ディガンマが窓の外を見つめる。そうして暫し考え込んだ後、
「……イェラグ、炎国。そこでは神に等しい存在が居ると聞く。ラテラーノだって『何か』を祀ってるだろう。けど、お前が聞きたいのはそういう事じゃないんじゃないか?」
「あら、よく分かってるじゃない」
Wが満足げに笑う。もう何年も共に数多の戦場を超えているのだ。相手の戦いの呼吸も、それ以外も、手に取るように理解出来る。
Wがすらりとした足を組む。
「あんたって神さまは信じるタイプ?」
「目に見えないモノを信仰してどうする。祈った所で戦況は変わらない。願った所で仲間は死ぬ。そんなモノに祈る時間があれば、俺は目に見える力を信じるな」
「まあそうでしょうね。だったら信じてるのはその刀ってとこかしら?」
ディガンマは傍らのWへ視線を向ける。
「お前」
迷いなく放たれた短いその単語に、Wは余裕そうだった素振りを崩して嫌そうに眉根を寄せた。そうして懐いて足元に擦り寄る羽獣を追い払うようにひらひらと片手を振る。

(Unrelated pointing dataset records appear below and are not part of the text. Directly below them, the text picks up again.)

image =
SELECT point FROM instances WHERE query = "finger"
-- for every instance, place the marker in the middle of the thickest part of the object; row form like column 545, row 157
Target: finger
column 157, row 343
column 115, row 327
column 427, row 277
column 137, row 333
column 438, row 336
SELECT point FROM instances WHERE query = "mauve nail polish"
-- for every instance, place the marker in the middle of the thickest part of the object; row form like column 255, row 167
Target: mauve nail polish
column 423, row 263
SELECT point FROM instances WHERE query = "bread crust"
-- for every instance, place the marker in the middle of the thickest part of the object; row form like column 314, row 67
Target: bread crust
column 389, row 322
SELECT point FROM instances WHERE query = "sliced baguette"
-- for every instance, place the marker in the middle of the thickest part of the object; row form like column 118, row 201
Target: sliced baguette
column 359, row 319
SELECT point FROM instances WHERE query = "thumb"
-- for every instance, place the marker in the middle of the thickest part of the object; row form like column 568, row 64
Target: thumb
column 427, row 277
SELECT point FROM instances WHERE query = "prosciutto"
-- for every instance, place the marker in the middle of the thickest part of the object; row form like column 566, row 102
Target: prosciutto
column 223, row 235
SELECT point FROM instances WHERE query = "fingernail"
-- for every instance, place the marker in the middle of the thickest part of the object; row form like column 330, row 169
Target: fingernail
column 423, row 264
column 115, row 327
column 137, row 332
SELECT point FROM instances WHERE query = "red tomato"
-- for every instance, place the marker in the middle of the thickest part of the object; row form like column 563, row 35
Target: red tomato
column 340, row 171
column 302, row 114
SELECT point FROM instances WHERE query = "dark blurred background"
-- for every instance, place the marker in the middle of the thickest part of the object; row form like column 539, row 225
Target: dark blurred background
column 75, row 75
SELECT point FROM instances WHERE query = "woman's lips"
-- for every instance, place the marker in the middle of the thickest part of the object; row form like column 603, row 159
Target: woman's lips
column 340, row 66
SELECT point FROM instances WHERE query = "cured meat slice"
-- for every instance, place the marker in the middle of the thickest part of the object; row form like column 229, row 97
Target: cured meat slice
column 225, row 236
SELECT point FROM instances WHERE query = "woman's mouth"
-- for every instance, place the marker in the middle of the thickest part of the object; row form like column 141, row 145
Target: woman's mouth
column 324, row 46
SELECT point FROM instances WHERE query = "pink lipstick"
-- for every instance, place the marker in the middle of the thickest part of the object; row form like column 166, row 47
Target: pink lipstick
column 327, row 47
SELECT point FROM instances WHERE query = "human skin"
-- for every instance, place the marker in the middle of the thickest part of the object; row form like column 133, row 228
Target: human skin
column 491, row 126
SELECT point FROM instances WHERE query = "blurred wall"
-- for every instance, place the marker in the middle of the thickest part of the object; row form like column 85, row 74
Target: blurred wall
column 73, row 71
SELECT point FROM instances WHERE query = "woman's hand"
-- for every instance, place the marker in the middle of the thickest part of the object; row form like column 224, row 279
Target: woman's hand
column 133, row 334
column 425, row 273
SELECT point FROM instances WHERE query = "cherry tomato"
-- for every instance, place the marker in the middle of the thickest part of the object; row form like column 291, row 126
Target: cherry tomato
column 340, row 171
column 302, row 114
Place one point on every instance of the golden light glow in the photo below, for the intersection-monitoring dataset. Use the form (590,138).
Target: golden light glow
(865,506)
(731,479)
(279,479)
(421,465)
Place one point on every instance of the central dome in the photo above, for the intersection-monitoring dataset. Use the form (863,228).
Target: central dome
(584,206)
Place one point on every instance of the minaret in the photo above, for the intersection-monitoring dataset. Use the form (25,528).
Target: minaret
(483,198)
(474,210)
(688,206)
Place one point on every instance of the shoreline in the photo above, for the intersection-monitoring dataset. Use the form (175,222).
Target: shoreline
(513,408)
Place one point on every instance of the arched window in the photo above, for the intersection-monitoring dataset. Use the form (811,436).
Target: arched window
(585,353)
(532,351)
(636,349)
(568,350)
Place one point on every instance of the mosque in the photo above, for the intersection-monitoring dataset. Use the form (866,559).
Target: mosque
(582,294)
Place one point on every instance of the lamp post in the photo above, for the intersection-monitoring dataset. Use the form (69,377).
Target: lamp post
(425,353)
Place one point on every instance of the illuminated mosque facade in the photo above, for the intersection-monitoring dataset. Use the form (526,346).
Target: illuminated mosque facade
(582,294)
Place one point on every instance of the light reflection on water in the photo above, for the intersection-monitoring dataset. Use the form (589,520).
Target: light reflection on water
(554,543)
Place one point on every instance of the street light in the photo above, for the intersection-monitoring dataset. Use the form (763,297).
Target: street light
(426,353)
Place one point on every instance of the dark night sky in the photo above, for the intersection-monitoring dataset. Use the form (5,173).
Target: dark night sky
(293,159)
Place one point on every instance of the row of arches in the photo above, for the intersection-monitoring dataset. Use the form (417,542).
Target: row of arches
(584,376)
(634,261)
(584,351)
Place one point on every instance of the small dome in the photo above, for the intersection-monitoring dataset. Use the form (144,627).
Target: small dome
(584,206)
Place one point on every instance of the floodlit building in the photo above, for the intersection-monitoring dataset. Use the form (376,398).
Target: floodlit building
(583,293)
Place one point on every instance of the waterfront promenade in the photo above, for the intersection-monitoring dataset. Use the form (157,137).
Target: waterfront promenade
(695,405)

「止めて。あんたにとってあたしは神さまってワケ? そういう重たいの、嫌いなんだけど」
神のように祈られ、崇められるなんてゴメンだ。そんなモノはラテラーノに居るサンクタ共に任せて置けば良いのだから。
「お前の命令を信じてる。お前の力を、能力を。だから俺はお前に付いて行くんだ」
ディガンマが信じているモノがあるとすれば、それは己の得物でもある刀と――Wだ。金と損得でしか成り立たない傭兵同士の関係で、唯一無条件に信じられる相手。だから信じるモノを神だと言えるのなら、ディガンマにとっての神はWなのだろう。
ディガンマが微かに笑う。
「……まあ、そういう意味ではお前は俺にとっての神なのかも知れないな」
「勝手に人を神さま扱いしないで」
すっかり機嫌を損ねてしまったようで、Wは不満げに鼻を鳴らすとぷいとそっぽを向いてしまった。そんな様子ですら愛おしいと思ってしまうのだから恋とは恐ろしい。
腕を組み、ディガンマはうたた寝する態勢になる。次の戦場までまだ時間が掛かるだろう。そうしてゆっくり微睡んでいく中、ディガンマは願うのだった。
――俺だけの神さま。どうか俺一人だけに祈られていて。